Calculating Velocities, Momenta, and Kinetic Energies of Electrons
What are the respective velocities, momenta, and kinetic energies of two oppositely travelling beams of electrons with total energies of 0.851667 MeV and 0.63875 MeV each, as observed in the lab? What is the relative speed of an electron in the inertial reference system another electron?
What are the respective velocities, momenta, and kinetic energies of the electrons?

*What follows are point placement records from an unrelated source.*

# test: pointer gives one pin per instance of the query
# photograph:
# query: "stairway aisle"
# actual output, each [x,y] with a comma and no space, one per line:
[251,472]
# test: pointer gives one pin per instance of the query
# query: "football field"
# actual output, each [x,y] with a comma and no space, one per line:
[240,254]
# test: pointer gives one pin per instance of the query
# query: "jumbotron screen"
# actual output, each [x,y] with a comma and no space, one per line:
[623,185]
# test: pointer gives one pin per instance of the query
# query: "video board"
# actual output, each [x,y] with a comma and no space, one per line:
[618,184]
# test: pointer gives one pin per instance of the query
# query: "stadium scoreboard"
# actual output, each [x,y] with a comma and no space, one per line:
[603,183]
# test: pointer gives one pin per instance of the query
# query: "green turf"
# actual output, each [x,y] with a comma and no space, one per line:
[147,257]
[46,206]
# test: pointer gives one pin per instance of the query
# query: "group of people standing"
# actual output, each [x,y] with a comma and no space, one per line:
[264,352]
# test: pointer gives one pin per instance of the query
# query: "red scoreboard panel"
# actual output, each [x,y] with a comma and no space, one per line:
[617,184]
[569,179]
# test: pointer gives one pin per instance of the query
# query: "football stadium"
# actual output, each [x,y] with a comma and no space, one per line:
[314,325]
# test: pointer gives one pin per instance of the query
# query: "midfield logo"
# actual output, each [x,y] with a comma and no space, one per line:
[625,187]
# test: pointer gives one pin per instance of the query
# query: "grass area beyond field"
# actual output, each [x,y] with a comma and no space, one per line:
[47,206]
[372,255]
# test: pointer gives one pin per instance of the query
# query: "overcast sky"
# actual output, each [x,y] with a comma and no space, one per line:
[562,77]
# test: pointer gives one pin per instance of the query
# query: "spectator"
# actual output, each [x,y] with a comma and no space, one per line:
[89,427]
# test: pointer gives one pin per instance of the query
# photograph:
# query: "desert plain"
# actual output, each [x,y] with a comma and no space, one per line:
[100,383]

What is the relative speed of an electron in the inertial reference system of another electron?
Answer:
The kinetic energies of the electrons can be calculated by subtracting the rest mass energy of an electron (0.511 MeV) from their total energies. As these energies are close to the rest energy, the electrons are probably relativistic and calculations of velocities and momenta will need to involve formulas from relativity.
Explanation:
The calculation of the velocities, momenta, and kinetic energies of the two electrons depends on the formulas of basic physics involving energy and velocity. To calculate these values for the electrons, we take into consideration their total energy, which in the context of particle physics, means their kinetic energy plus their rest mass energy. The rest mass energy of an electron is constant and has a value of 0.511 MeV.
For the first electron with a total energy of 0.851667 MeV, the kinetic energy can be calculated by subtracting the rest mass energy from the total energy, and is approximately 0.340667 MeV. For the second electron with a total energy of 0.63875 MeV, the kinetic energy is approximately 0.12775 MeV, calculated in the same way.
The velocities and momenta of the electrons could be calculated using the formulas commonly known in physics for non-relativistic particles, but as the energies of these electrons are very close to their rest mass energies, the velocities are close to the speed of light and the electrons are therefore relativistic. This means we would need to use the formulas involving relativistic momentum and energy to calculate these correctly.